Sono a metà tra il mio essere stato darkettone, vicino al mondo post punk, e l’accademia del maestro, con tutti gli studi classici a iniziare dal solfeggio. Poi ho prontamente dimenticato e trasceso: in quello che faccio c’è l’incontro dell’accademia e del suo rifiuto.
A proposito di film e di cinema, sei compositore di colonne sonore per il cinema e anche per il teatro, come in “Dieci Storie Proprio Così”, pièce in cui si raccontano storie di mafia, diventato anche film per la Rai.

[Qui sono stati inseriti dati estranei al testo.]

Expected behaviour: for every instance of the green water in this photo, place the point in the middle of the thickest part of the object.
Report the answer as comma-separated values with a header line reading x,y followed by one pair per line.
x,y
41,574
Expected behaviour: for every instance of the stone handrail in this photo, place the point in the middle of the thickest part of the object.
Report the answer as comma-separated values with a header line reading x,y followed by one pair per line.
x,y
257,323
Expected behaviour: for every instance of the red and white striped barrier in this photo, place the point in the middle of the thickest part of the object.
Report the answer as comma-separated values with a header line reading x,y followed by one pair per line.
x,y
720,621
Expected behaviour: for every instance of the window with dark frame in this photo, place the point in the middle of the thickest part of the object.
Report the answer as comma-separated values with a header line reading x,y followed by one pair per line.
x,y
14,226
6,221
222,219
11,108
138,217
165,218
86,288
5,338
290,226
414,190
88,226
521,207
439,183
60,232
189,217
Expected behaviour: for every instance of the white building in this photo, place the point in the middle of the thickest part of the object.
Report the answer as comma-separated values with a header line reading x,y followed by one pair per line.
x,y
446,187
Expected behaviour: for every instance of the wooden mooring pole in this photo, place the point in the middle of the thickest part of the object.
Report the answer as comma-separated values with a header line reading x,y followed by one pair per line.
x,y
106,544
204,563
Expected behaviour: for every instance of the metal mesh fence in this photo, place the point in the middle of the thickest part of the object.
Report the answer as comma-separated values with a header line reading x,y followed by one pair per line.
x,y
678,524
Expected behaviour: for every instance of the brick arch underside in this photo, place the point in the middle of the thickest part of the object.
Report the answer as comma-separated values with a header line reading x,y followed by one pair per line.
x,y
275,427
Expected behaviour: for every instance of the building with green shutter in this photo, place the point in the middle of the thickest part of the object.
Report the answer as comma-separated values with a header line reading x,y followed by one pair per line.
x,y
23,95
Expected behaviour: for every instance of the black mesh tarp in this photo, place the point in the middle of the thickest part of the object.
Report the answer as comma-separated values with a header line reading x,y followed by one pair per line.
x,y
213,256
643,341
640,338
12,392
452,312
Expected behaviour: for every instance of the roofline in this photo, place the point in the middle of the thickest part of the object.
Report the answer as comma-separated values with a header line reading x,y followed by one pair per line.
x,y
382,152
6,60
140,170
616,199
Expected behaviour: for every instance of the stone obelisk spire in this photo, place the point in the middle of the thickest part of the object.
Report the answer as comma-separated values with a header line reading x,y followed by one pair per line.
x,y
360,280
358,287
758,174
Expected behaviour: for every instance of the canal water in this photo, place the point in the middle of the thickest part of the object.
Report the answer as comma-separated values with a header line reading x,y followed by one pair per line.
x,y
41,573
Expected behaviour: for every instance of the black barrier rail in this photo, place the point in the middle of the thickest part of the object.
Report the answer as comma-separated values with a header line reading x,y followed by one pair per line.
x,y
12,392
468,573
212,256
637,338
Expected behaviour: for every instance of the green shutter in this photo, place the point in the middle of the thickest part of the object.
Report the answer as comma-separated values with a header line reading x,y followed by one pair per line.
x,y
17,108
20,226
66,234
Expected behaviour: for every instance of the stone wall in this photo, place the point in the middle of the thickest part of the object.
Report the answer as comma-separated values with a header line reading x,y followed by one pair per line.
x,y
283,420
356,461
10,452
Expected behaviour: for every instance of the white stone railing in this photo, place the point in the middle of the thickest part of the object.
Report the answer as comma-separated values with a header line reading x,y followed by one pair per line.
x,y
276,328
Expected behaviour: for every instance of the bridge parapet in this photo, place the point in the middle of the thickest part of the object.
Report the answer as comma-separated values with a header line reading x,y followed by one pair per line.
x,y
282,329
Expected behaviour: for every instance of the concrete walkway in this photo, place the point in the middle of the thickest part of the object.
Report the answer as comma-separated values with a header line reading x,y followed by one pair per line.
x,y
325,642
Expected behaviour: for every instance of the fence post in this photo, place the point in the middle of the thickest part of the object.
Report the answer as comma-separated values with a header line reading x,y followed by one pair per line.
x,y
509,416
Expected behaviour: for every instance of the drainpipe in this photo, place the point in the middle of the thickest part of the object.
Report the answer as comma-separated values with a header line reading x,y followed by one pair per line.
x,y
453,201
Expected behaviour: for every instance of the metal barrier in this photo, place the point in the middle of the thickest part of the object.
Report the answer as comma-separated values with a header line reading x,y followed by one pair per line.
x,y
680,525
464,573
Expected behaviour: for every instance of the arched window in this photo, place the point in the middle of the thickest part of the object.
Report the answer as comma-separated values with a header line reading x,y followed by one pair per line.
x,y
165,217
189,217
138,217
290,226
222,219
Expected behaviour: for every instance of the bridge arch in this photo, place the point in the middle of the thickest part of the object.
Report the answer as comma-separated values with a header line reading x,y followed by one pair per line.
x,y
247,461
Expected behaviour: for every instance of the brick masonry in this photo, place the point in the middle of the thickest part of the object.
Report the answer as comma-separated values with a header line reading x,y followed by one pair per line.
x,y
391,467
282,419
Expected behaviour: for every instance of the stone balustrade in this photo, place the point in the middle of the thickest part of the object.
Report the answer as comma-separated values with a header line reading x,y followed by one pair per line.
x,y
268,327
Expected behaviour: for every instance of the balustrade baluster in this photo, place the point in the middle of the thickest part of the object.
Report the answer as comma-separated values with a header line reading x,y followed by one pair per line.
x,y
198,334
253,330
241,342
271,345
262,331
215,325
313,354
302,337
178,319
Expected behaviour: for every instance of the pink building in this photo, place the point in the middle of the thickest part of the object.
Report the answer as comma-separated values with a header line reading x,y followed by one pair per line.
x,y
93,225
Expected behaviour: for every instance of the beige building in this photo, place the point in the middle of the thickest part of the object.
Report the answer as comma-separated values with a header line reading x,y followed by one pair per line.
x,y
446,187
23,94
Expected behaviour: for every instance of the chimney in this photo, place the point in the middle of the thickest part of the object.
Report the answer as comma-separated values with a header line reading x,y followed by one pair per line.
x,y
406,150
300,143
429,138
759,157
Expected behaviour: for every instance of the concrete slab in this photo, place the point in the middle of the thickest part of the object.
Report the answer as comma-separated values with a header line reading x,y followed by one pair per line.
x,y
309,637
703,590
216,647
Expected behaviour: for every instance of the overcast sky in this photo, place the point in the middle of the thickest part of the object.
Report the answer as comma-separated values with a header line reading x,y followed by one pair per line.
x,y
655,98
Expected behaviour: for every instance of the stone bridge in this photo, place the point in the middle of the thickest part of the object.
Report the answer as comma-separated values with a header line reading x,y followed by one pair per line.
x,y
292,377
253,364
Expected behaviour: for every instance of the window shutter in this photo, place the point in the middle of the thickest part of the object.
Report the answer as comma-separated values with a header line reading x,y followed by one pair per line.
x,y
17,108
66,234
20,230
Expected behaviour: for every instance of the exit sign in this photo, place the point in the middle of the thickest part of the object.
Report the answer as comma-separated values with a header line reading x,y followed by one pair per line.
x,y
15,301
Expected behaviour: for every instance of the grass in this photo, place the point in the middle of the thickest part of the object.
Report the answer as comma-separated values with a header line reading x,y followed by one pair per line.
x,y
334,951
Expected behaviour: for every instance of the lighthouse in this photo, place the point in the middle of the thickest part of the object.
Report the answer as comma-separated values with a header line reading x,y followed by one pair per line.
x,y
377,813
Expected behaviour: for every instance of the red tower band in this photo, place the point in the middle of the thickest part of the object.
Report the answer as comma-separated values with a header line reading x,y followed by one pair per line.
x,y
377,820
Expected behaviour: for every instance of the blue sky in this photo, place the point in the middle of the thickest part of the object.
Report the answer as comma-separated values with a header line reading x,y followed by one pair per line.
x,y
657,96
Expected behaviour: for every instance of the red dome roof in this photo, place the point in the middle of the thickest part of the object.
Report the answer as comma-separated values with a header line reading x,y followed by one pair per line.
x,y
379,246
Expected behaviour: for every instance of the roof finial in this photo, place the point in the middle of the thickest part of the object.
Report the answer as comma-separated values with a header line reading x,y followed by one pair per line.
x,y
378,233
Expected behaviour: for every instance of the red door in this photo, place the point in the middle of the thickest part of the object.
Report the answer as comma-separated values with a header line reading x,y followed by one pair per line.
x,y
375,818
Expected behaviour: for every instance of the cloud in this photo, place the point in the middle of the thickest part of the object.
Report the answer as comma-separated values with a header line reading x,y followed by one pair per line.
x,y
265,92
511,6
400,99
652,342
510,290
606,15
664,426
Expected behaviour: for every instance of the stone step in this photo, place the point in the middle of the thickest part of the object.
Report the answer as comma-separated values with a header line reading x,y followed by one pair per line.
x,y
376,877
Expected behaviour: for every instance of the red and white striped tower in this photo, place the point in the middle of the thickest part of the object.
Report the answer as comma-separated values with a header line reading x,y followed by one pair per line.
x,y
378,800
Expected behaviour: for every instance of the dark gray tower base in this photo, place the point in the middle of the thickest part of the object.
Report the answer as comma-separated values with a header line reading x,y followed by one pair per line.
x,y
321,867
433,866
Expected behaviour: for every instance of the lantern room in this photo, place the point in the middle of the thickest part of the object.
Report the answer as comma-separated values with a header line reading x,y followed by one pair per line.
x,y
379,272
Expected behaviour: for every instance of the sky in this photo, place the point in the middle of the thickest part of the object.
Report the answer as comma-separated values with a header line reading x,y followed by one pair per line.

Da un anno e mezzo siamo in giro, per tutta Italia, a raccontare storie universali di persone che non sono martiri né eroi, perché sono ancora in vita, che si sono ribellate, con successo, alle mafie di tutta Italia. Spesso raccontando cose che non si sanno come le infiltrazioni ‘ndrànghetiste e camorriste al Nord. La cosa bella di questo spettacolo è che non è per niente ecumenico: suoniamo dal vivo, io e un batterista che si chiama Paolo Volpini, e non c’è nulla di appunto propedeutico o di troppo didattico nei nostri suoni, è un blues metropolitano. Questo si vede ha un effetto, invoglia molto a partecipare a un dibattito che c’è dopo ogni rappresentazione. È stata un’esperienza bellissima, il mondo delle colonne sonore mi affascina tantissimo, anche se ho fatto due versioni differenti per il film e per la rappresentazione dal vivo: la prima è più eterea, mi sono ispirato a quella per “Dead Man”, composta di Neil Young; quando sto sul c’è una pressione sonora grazie a un amplificatore a valvole, schiaffato su una platea, che si ritrova parole e musiche di tutto altro impatto.
Qual è la reazione, soprattutto dei giovani, degli studenti, quando gli parlate delle infiltrazioni mafiose anche al Nord?
La reazione dei ragazzi è migliore rispetto alle istituzioni e della politica, che fino a qualche anno fa rifiutavano il fenomeno, dicendo che da loro non succedevano certe cose. Adesso non lo possono più dire con tutti i fatti palesi, con i processi, che queste infiltrazioni non ci sono. I ragazzi reagiscono con una partecipazione straordinaria, sono super curiosi e la cosa bella è che noi lavoriamo direttamente con le scuole, prepariamo dei laboratori prima che loro arrivino a vedere lo spettacolo. Se uno riesce, su una classe di trenta ragazzi, anche solo a far sviluppare uno sguardo critico cosciente diverso è una piccola vittoria.
Siete andati in giro per l’Italia, la tournée proseguirà?
Sono appena rientrato da Torino, ma abbiamo portato lo spettacolo ovunque: dal Friuli alla Sicilia, passando per Scampia e riprenderà prossimamente perché le storie continuano ad arrivare in gran quantità. È un testo vivo, work in progress.
E il tour per Lingue?
Dopo Milano e Roma, ricomincerò in estate a suonare in tutta Italia, fino al prossimo autunno!